Tara grinned over her cup. “If you really think Haggart deserves it, I’ll see that Duncan moves him, and his terrible dog.”
“What? Nay, ’tis not… I mean to say.” Celeste took a breath. “I think my Lady, Haggart and I can come to some agreement on the animal. I shouldn’t have left my gate open. Some fault lies with me.”
Both parties met in the street when Tara and Duncan left. Neither spoke an unkind word to each other. Instead, they talked of the couple who trotted down the dirt road on their way back to the Keep.
“They make a lovely couple, don’t you agree?”
“A couple?” Haggard tilted his head, considered his Lord’s actions. “Are ye sure?”
“Aye, I’m as sure of that as I am they will meet with rain before they get back to the Keep.” She snuck a glance at her handsome neighbor.
“It does have the feel for rain.” Haggart looked over to her cottage. “That roof looks in need of repair, Celeste. Maybe I could help with what needs fixin’ before the rainy season begins again.”
“I’d appreciate that.” Celeste reached down to scratch Max behind his ears, a small smile pealed at the corners of her mouth. “If ye haven’t any supper on the fire, I’ve made enough for two tonight. Ye could come by if ye had a mind to.”
“I never was much of a cook I’m afraid.”
“Fine than. Bring Max. We wouldn’t want him finding another garden to frolic in.”

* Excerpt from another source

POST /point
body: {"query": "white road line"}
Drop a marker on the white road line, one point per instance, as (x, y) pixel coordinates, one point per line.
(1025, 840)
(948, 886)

“Nay, we wouldn’t be wanting that.”
Ian MacCoinnich stood on the highest point of his home and scanned the skies. Clouds had blown in from the sea during the day, hinting at the rain, which would come sometime in the night.
Tonight would be entirely too late for his needs.
He closed his eyes, opened his arms and lifted his palms to the sprinkling of sun he wanted to disappear. Then he called his gift.
The wind slowly started to shift. With more effort, Ian brought darker clouds and the rumble of thunder. The moisture sent a spray of feather soft mist into the air. The bones of the old and broken would feel the shift in pressure as it dropped.
Soon the mist turned to small droplets of water.
When the sky was completely clouded over, and his hair dripped with rain, Ian let his hands drop. A satisfying smile broke across his face.
Below, Lora watched her husband with arms folded across her chest. She tried prying into his mind only to find herself shut out. When the air cooled and the wind started to blow, understanding dawned.
Duncan would be headed back by now with Tara in tow. If a storm kept them from making the entire journey, Duncan would seek shelter at one of the many cabins between the Keep and the village.
Lora laughed. Her husband was such a smart man.
Duncan and Tara were smug in their accomplishment as they rode out of town.
“I’ll bet they’re together within a week.”
“It won’t take that long. You should have seen Haggart when I suggested the widow was not telling the truth and needed to be punished.”
“Celeste was ticked when I told her the vicious dog should be put down. Then when I told her you planned on moving Haggart to a different part of the village if things didn’t settle, her story changed.”
Tara reached over, patted him on his shoulder. “We make a great team.”
“That we do, lass. That we do.”
Lightning split the sky, causing them both to look up and jump. “Looks like we’re going to get wet.” Tara pulled her cloak tighter and lifted the hood over her hair.
The next boom of thunder threatened a decent sized storm. Meg skipped a step when the sound filled the sky. Duncan’s hand darted out, calming the animal instantly.
They rode in silence for a few minutes before the rain started to fall and Duncan shouted over the sounds of thunder, “I think we should find shelter.”